Sie brauchten keine Kriege. Ihre Lust wurde nicht pervertiert. Sie musste sich keine Ventile suchen. Es gab keine vergewaltigten Frauen, keine traumatisierten Kinder, keine Sklaven, die die ganze Arbeit machten. Die Eroberungen fanden im Liebeslager statt, im sinnlichen Spiel der Verführung. Die Energien entluden sich im Fluss des gegenseitigen Gebens und Nehmens, in der Begegnung der Körper, in der sich Härte und Weichheit, Irdisches und Himmlisches, Animalisches und Göttliches miteinander verbanden.

Die Widerspenstige ist nicht gezähmt

Doch Adam wollte oben liegen. So erzählt es der Mythos. Damit änderte sich alles. Als Adam versuchte, Lilith in die Missionarsstellung zu zwingen, verließ sie ihn. Adam rief Jahwe an, der damals noch ein einfacher Berg- und Wettergott war, damit er sie ihm zurückbringe. Lilith aber blieb widerspenstig, obwohl die Engel Gottes ihr androhten, täglich hundert ihrer Kinder zu töten. Für ihren Ungehorsam wurde sie verbannt, verflucht, diffamiert und dämonisiert. Die schlimmsten Attribute haften ihr seitdem an.

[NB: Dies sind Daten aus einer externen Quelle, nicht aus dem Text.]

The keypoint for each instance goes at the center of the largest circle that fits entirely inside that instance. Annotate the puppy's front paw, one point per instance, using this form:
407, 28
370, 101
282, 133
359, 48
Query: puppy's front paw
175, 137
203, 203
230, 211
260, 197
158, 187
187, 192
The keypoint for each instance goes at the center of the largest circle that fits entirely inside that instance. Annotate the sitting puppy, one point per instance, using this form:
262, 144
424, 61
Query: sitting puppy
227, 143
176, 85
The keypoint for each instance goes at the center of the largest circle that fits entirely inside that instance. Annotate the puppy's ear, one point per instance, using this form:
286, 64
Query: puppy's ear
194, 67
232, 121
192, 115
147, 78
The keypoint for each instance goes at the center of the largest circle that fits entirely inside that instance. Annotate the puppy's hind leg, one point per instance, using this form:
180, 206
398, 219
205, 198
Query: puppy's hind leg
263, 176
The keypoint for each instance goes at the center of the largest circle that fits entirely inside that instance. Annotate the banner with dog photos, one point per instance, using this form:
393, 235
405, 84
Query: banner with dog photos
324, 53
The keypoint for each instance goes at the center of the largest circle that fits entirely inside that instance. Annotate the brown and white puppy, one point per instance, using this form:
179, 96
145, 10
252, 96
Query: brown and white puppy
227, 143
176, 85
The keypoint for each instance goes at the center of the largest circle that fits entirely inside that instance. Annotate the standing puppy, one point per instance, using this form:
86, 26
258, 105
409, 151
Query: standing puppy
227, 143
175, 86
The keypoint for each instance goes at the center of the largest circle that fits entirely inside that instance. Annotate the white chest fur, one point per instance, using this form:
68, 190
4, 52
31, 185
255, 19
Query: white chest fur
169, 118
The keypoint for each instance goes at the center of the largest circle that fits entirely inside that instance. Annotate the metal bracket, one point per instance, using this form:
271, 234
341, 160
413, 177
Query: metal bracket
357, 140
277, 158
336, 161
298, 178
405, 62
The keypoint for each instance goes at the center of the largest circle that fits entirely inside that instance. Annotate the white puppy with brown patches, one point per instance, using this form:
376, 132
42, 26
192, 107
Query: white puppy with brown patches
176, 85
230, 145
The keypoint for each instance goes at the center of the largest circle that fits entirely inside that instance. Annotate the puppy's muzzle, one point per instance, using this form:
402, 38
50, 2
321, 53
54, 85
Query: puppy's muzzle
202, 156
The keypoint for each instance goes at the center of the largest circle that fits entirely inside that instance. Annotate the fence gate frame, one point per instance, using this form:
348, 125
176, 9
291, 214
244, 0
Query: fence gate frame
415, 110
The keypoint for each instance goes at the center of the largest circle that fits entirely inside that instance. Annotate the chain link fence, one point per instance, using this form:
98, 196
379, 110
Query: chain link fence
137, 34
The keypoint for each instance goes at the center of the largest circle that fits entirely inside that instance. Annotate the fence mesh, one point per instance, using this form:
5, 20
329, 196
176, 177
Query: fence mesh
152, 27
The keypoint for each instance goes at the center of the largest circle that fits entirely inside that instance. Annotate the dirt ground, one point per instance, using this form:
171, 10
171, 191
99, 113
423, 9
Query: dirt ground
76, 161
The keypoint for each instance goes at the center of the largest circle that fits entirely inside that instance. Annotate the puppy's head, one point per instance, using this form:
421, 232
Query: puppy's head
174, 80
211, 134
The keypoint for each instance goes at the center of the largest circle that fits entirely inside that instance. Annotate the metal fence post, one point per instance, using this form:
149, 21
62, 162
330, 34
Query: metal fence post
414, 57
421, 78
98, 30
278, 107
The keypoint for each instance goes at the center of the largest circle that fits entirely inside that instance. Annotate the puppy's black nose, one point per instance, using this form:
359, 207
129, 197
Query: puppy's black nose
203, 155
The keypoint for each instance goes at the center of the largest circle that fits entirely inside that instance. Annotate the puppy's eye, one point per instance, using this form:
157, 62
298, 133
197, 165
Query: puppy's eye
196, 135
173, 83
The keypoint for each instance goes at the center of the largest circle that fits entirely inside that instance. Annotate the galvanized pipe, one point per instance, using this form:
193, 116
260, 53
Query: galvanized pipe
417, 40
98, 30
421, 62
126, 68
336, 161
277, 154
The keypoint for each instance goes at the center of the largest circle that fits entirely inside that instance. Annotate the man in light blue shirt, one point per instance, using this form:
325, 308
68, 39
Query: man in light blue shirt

Männer verführe sie zu unkeuschen Träumereien und nächtlichen Samenergüssen, Frauen und Neugeborene töte sie im Kindbett. Als Femme fatale wird sie dargestellt, als Vamp, als Hure, als zügellose Verführerin und Königin der Unreinen. Bis heute gibt es Amulette, die vor ihrer bösen Macht schützen sollen. Rittlings soll sie die Männer nehmen und mit ihren Samen ihre geifernden Höllenwesen erschaffen. Als Sirene soll sie Odysseus bedroht haben, als Dalila Samson seiner Kraft beraubt, als Judith den Holfernes enthauptet und als Salome den Kopf des Täufers gefordert.

Dabei wollte Lilith vor allem eines: guten Sex. Adam jedoch wählte eine Frau, die ihm unterlegen war und, wenn sie überhaupt Spaß bei der Sache hatte, ihrer Lust mit einem diskreten Seufzer Ausdruck gab. So nahm das Unglück seinen Lauf. Und so kann es auch wieder rückgängig gemacht werden. Nur eines steht dem im Wege: die Stimmen, die behaupten, es habe schon immer Krieg gegeben.